What did such people as Julia do with grief, he wondered, how did they make room for it in their lives, get up and lie down every day with its taste on their lips? Its elemental quality, that awful sense it communicated of a whirling earth, a crumbling Time, and all the cold stellar spaces yawning to receive us—these feelings which he was beginning to discern and to come to terms with in his own way (and with the sense that it would have been George’s way too), these feelings could never give their stern appeasement to Julia… Her religion? Yes, such as it was no doubt it would help; talking with the Rector would help; giving more time to her church-charities, her wounded soldiers, imagining that she was paying some kind of tax on her affliction. But the vacant evenings, at home, face to face with Brant! Campton had long since seen that the one thing which had held the two together was their shared love of George; and if Julia discovered, as she could hardly fail to do, how much more deeply Brant had loved her son than she had, and how much more inconsolably he mourned him, that would only increase her sense of isolation. And so, in sheer self-defence, she would gradually, stealthily, fill up the void with the old occupations, with bridge and visits and secret consultations at the dressmaker’s about the width of crape on her dresses; and all the while the object of life would be gone for her. Yes; he pitied Julia most of all.
But Mr. Brant too—perhaps in a different way it was he who suffered most. For the stellar spaces were not exactly Mr. Brant’s native climate, and yet voices would call to him from them, and he would not know…
There were moments when Campton looked about him with astonishment at the richness of his own denuded life; when George was in the sunset, in the voices of young people, or in any trivial joke that father and son would have shared; and other moments when he was nowhere, utterly lost, extinct and irrecoverable; and others again when the one thing which could have vitalized the dead business of living would have been to see him shove open the studio door, stalk in, pour out some coffee for himself in his father’s cup, and diffuse through the air the warm sense of his bodily presence, the fresh smell of his clothes and his flesh and his hair. But through all these moods, Campton began to see, there ran the life-giving power of a reality embraced and accepted. George had been; George was; as long as his father’s consciousness lasted, George would be as much a part of it as the closest, most actual of his immediate sensations. He had missed nothing of George, and here was his harvest, his golden harvest.

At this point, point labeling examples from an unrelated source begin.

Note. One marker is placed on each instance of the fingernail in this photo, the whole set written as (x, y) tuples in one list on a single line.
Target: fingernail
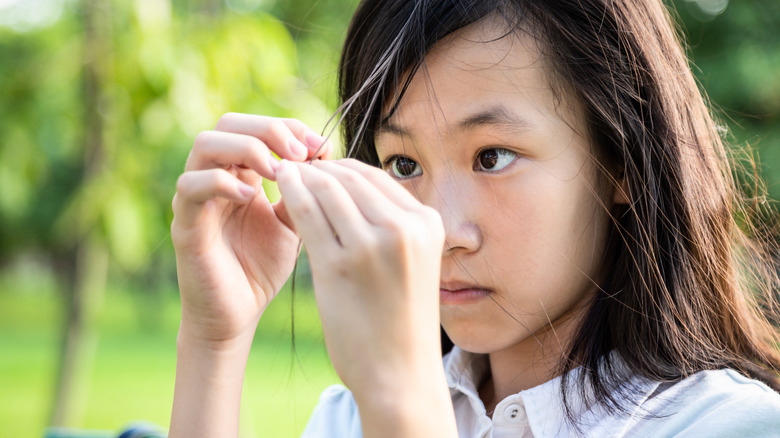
[(273, 164), (299, 149), (313, 140), (246, 190)]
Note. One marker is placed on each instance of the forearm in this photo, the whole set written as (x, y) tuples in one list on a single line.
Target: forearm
[(207, 395), (422, 409)]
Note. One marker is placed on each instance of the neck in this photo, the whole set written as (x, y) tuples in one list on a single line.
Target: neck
[(527, 364)]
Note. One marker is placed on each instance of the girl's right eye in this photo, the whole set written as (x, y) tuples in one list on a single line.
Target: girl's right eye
[(401, 167)]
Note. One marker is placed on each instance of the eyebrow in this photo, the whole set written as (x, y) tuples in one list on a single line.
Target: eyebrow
[(496, 116)]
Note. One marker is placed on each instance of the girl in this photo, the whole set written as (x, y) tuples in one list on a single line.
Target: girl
[(540, 178)]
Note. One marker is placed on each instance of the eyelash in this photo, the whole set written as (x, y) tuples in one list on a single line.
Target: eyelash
[(389, 164)]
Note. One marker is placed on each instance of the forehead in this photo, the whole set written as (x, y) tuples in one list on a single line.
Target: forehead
[(478, 67)]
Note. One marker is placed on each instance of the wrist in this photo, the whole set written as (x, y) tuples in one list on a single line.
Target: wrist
[(200, 337), (418, 408)]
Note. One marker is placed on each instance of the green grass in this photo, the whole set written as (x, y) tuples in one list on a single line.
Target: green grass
[(132, 375)]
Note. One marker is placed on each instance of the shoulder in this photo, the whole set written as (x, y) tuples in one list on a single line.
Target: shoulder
[(719, 403), (336, 415)]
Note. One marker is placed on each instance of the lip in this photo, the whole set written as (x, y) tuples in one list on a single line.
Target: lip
[(459, 293)]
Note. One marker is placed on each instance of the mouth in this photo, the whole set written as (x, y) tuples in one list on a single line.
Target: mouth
[(460, 293)]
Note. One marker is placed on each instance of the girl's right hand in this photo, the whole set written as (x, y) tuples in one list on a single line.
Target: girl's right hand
[(234, 249)]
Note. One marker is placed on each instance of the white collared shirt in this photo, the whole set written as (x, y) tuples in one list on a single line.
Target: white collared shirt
[(720, 403)]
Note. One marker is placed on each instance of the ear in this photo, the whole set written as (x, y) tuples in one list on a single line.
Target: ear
[(620, 195)]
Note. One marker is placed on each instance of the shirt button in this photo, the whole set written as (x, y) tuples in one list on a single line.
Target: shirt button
[(514, 413)]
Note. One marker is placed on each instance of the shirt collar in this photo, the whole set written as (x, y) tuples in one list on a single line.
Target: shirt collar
[(543, 404)]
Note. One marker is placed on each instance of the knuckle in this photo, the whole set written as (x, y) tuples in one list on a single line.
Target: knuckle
[(276, 128), (323, 183), (183, 184), (203, 138), (351, 178)]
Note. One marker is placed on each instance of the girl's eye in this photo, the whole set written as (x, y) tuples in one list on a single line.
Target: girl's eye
[(494, 159), (403, 167)]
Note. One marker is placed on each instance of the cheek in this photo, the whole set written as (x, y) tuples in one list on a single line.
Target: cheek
[(545, 238)]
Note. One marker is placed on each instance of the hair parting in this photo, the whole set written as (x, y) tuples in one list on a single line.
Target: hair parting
[(691, 283)]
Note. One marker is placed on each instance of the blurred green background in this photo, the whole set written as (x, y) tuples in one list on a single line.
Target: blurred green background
[(99, 103)]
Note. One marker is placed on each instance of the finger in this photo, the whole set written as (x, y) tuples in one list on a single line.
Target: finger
[(281, 213), (382, 181), (304, 211), (285, 137), (320, 147), (373, 202), (195, 188), (344, 215), (223, 149)]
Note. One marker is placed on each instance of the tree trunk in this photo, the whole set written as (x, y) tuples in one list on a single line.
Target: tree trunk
[(85, 286)]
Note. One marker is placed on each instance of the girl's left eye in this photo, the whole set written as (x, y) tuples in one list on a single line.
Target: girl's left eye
[(494, 159)]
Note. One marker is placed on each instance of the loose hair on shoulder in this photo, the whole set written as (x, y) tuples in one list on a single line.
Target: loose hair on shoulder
[(689, 281)]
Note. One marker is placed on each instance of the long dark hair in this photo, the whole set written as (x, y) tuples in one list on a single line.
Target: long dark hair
[(690, 280)]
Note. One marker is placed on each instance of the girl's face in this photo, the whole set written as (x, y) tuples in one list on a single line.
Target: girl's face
[(481, 136)]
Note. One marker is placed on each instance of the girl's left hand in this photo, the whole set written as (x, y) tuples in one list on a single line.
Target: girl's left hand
[(375, 254)]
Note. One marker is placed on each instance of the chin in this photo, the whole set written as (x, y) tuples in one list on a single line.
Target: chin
[(485, 341)]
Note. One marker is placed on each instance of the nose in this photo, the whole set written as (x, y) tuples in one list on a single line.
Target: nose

Such states of mind were not constant with Campton; but more and more often, when they came, they swept him on eagle wings over the next desert to the next oasis; and so, gradually, the meaningless days became linked to each other in some kind of intelligible sequence.
Boylston, after the talk which had so agitated Campton, did not turn up again at the studio for some time; but when he next appeared the painter, hardly pausing to greet him, began at once, as if they had just parted: “That monument you spoke about the other day … you know…”
Boylston glanced at him in surprise.